No âmbito destas memórias sobre “Os ‘anos inesquecíveis’ para ter Internet em Portugal“, o testemunho de Carlos Reis Marques, especialista em inovação e estratégia e doutorando em Sistemas de Informação (Nova IMS):

Algures, na primeira metade dos anos 90, julgo que em Londres, tive o primeiro contacto com algo que se chamava Internet. Foi durante uma reunião inicial de um projeto, com diversos parceiros europeus, na qual uma senhora inglesa sugeriu que nos comunicássemos recorrendo a meios possíveis por via de uma rede americana chamada Internet. Mais ninguém conhecia e, sinceramente, pareceu-nos uma excentricidade de uma professora universitária…

Claro que o volume informativo que começou a inundar-nos, obrigou-me a, mais tarde, perceber a pertinência do esforço feito por aquela senhora em convencer-nos da eficácia e facilidade do processo de comunicação, para além da argumentação de que se constituiria com uma realidade futura incontornável.

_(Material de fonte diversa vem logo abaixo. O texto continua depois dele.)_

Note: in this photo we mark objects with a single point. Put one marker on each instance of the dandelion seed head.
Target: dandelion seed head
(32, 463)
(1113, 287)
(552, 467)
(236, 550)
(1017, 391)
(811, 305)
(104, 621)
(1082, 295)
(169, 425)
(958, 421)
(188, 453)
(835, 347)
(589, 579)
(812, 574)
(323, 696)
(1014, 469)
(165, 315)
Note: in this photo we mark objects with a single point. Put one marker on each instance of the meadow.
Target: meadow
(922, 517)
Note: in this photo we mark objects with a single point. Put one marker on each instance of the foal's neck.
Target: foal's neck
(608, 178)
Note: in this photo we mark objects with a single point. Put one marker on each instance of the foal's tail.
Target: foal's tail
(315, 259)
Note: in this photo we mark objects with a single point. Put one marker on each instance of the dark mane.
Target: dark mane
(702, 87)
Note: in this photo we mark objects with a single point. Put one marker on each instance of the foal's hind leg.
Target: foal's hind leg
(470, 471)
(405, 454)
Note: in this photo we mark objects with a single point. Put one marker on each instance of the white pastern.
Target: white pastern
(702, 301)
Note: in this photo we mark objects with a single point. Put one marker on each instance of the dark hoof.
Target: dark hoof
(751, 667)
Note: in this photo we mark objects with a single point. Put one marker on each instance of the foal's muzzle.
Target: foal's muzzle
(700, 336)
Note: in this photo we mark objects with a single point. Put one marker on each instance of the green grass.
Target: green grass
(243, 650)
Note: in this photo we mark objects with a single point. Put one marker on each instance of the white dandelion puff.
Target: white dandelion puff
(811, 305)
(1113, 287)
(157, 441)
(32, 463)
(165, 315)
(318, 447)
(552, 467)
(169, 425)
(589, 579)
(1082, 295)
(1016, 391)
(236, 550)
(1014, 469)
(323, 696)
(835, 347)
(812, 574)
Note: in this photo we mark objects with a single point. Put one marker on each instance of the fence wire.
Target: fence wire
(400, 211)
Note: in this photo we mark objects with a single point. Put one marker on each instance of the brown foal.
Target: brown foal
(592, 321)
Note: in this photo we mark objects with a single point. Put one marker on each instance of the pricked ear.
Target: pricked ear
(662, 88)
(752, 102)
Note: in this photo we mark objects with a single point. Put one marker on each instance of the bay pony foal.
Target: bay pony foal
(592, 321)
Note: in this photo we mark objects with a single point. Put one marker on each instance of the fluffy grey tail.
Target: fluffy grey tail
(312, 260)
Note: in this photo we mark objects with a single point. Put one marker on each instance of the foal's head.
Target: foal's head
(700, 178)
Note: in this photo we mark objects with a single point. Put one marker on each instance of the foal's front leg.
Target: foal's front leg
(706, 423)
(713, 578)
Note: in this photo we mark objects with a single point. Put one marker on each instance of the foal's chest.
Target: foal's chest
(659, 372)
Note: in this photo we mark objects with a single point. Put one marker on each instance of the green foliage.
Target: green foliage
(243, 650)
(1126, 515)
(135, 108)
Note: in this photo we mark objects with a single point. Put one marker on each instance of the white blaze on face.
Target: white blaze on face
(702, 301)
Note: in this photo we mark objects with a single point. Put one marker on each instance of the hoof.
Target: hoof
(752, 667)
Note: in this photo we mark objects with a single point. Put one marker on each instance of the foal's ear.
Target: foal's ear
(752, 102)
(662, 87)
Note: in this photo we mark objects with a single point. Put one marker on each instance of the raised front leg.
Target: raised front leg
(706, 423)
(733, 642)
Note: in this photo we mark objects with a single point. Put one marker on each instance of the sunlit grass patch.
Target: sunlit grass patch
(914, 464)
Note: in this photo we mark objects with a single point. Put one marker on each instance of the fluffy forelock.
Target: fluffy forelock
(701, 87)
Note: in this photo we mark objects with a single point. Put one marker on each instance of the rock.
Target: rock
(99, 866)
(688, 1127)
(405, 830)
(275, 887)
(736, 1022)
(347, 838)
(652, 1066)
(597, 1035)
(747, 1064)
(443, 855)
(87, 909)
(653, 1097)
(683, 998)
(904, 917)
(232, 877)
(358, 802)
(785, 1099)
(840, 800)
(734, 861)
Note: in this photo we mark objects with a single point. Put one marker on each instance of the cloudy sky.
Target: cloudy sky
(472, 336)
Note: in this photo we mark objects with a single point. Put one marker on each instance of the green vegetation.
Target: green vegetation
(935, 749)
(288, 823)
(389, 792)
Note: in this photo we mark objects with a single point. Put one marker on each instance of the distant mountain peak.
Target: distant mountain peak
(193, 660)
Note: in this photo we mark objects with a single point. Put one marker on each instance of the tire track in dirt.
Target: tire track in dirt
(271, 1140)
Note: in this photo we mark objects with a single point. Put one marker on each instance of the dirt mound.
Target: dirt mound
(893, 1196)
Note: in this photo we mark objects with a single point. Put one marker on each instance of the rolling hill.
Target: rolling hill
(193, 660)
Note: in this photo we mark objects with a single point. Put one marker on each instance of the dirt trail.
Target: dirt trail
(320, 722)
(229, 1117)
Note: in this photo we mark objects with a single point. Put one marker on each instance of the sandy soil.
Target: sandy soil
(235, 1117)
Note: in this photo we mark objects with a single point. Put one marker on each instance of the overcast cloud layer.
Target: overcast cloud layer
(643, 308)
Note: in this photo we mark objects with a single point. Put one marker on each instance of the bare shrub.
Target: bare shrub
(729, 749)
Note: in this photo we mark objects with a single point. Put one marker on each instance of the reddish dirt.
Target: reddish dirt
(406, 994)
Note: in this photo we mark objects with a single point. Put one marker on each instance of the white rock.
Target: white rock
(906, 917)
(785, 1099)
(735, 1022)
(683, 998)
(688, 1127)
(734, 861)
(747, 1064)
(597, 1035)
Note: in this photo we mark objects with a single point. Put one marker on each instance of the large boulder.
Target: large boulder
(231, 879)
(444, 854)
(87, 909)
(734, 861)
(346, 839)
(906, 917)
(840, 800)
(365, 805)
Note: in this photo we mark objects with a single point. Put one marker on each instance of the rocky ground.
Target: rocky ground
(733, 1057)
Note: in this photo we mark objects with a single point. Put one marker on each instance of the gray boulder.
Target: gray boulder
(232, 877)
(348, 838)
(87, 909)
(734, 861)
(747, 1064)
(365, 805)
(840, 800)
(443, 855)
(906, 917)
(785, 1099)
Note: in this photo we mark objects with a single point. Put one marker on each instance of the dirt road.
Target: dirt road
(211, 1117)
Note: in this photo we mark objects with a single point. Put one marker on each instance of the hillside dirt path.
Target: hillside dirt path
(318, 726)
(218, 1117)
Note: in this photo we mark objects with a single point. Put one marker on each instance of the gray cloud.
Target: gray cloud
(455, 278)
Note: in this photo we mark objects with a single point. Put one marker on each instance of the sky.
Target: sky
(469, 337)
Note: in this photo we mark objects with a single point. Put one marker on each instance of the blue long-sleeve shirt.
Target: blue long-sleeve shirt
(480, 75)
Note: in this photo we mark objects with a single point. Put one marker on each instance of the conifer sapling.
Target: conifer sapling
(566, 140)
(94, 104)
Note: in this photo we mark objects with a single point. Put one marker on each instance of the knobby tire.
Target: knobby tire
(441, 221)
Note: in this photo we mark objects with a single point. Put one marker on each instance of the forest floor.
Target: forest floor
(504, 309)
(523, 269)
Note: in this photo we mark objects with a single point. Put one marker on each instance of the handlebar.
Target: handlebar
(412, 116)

Na altura dirigia uma instituição para pessoas com deficiência (CIDEF – Centro de Inovação para Deficientes) e tínhamos ganho um Prémio Nacional de Mérito Científico com o desenvolvimento de um sistema para a teleformação (DELFOS), em 1997. Este sistema, desenvolvido em C++ e VB, corria em Windows 95 e usava um protocolo de Ethernet nas primeiras versões. Tínhamos feito um investimento significativo na aquisição de equipamentos e software para podermos comunicar entre PC’s. Tínhamos alguns formandos que seguiam os módulos de formação em Coimbra e cada dia era um novo desafio.

Mais tarde, em 2001, quando entrei na Academia Global, naquele que foi o maior investimento na altura feito em Portugal para empresas a explorarem o negócio da consultoria de e-Learning – que colapsou na ilusão da bolha da Internet – percebi que, provavelmente, o sistema DELFOS se tivesse acontecido na América teria sido precursor dos primeiros sistemas de e-Learning existentes no mundo. Quando deixei a instituição, em 1999, estávamos a iniciar a migração da solução para a Rede, mas ainda longe de perceber as implicações desse processo.

Tive a oportunidade de poder acompanhar alguns daqueles que foram os desenvolvimentos da Internet em Portugal durante esses anos, tanto no domínio da formação, como nos relacionados com o trabalho, designadamente por via da criação da Associação Portuguesa para o Desenvolvimento do Teletrabalho. Foi uma década da descoberta de um Mundo Novo sem contornos definidos, em que muitos acreditavam, mas muitos mais duvidavam.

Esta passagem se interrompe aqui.